I worked today on bringing up the portal. I started from scratch with the two rails plug-ins acts_as_solr and will_paginate. I installed them locally on my laptop using radrails plugin installation and loaded them as svn externals.
I have elected to use the included solr distribution within the acts_as_solr plugin although I cannot seem to run it from the rake task within the ide. To run it I have to find the vendor/plugins/acts_as_solr/branches/release_0.9/solr directory within my Apatan workspace and then manually run the instance with java -Djetty.port=8982 -jar start.jar which starts the jetty servlet container at the port that acts_as_rails deems the default for the development environment.
I retooled the mods-solr.xsl to use solr style field designations and to take advantage of the dynamic field names. Since I was thinking about it I re-did the JSON field names to follow similar conventions.

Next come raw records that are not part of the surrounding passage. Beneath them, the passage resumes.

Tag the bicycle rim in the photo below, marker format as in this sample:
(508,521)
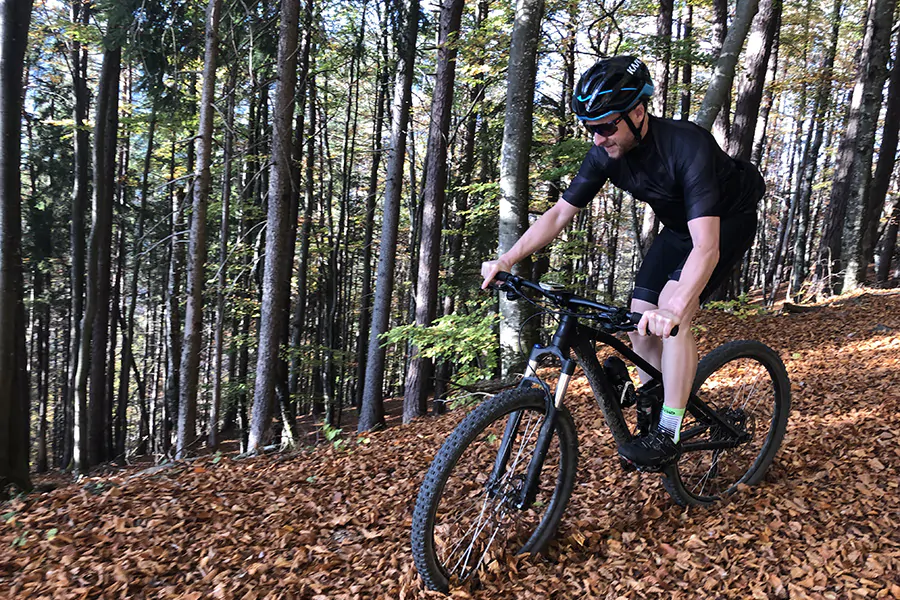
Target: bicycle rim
(476,525)
(749,390)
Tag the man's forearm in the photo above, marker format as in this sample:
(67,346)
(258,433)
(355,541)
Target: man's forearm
(541,233)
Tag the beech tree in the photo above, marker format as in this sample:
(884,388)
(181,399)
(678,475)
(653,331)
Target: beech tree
(372,410)
(420,369)
(514,164)
(14,394)
(197,251)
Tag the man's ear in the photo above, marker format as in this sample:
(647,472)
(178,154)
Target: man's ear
(639,112)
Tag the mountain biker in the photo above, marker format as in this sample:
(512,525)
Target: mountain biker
(705,200)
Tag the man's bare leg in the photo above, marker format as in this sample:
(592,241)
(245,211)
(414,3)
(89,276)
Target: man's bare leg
(679,354)
(648,347)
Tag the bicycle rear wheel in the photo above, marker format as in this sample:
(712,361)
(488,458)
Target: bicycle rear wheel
(463,523)
(744,383)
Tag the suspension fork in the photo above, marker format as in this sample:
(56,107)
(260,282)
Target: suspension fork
(545,436)
(533,475)
(560,348)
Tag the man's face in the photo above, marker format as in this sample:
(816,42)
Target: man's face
(620,142)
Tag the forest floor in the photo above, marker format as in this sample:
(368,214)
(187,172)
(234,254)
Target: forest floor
(333,523)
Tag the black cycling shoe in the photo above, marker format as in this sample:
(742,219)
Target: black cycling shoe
(652,451)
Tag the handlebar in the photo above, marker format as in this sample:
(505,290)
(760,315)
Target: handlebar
(618,318)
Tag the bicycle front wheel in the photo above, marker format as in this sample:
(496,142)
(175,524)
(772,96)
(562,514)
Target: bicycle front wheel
(465,523)
(746,385)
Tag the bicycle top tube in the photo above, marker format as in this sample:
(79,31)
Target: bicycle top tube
(613,318)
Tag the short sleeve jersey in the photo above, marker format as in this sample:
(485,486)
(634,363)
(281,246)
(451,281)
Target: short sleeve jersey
(678,169)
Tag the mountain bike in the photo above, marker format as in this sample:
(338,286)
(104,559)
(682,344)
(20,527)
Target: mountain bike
(500,482)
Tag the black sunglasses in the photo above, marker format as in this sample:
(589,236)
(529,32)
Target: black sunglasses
(605,129)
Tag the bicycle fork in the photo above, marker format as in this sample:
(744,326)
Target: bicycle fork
(529,490)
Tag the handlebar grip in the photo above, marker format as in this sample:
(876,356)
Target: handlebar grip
(636,318)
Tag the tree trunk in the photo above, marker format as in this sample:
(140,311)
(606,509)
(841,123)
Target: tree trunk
(663,62)
(372,413)
(859,201)
(89,427)
(687,75)
(852,171)
(212,440)
(80,14)
(365,310)
(173,324)
(514,163)
(197,251)
(810,161)
(128,329)
(721,126)
(14,396)
(275,282)
(886,158)
(723,75)
(759,49)
(889,245)
(415,400)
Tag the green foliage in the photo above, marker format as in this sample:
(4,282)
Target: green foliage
(466,340)
(740,307)
(333,435)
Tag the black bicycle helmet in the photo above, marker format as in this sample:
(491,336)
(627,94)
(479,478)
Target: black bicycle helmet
(613,85)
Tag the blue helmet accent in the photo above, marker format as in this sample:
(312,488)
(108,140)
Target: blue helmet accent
(612,85)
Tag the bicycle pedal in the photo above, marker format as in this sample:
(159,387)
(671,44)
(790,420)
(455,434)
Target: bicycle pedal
(627,466)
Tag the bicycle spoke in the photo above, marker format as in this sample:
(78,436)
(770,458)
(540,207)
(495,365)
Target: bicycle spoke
(741,392)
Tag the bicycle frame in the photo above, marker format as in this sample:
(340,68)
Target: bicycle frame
(568,333)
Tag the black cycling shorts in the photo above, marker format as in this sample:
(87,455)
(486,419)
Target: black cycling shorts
(670,249)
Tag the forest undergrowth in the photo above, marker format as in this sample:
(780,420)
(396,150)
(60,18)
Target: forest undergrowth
(334,522)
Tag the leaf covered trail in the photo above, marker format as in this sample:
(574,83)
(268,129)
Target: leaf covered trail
(326,523)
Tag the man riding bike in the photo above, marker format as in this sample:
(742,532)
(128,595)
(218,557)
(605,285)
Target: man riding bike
(706,201)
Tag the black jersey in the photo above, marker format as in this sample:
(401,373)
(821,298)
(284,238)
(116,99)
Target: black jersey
(679,170)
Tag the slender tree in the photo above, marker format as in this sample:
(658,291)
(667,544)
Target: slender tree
(197,250)
(886,160)
(853,169)
(723,74)
(372,412)
(514,163)
(275,277)
(15,16)
(749,98)
(414,403)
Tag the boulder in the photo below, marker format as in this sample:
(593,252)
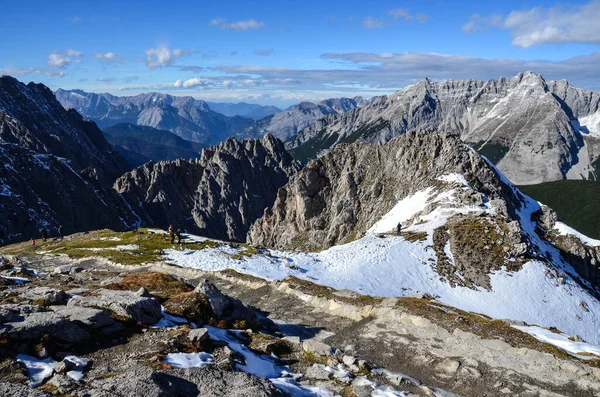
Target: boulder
(142,381)
(46,296)
(218,300)
(198,335)
(318,372)
(86,317)
(317,347)
(192,306)
(35,325)
(17,390)
(124,305)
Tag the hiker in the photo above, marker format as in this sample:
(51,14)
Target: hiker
(171,234)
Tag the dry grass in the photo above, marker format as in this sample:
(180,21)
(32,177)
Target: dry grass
(159,284)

I spent most of the day banging my head against the following problems
  1. The little I could find on integrating acts_as_solr and will_paginate did not seem to work. I eventually settled on using the WillPaginate::Collection which seems to work pretty well.
  2. Sorting results sets with acts_as_solr is beyond my googling. I still don't have it working but have learned a lot about the issue in the meantime.
    1. Syntactically the format is :order => " " the discovery of which took me deep within the bowels of acts_as_solr. Errors about "title_t".keys method not found required the full tour.
    2. acts_as_solr as of release 0.9 does not use the standard method for declaration of sorting.
    3. After reading up on lucene, sorting of string pretty much requires the existence of an untokenized field. This led me to the creation of title_sort field of type alphaSortOnly. This is find but required that I alter the supplied schema.xml which causes me problems with svn since it is down in an svn externals directory. -- Also worth noting is that adding the untokenized form of the title added an eyeball estimate of ~20% to my runtime when indexing records. This should be pursued
    4. The date sorting will require either a normalized UTC date or a string that we manufacture. Since we are plucking this data out of the MODS xml it may require a bit more
    5. Either way the sort still did not give me the expected results, I'm not fretting yet I got pretty far today, so I'll just have to dig some more
  3. I just started looking at facets but can imagine that will be pretty exciting as well.

1 comment:

jumpshift said...

The little I could find on integrating acts_as_solr and will_paginate did not seem to work. I eventually settled on using the WillPaginate::Collection which seems to work pretty well.

Hi, I'm trying paginate with acts_as_solr myself. Any chance you could save me some head banging and post sample code showing how you used WillPaginate::Collection with the solr results?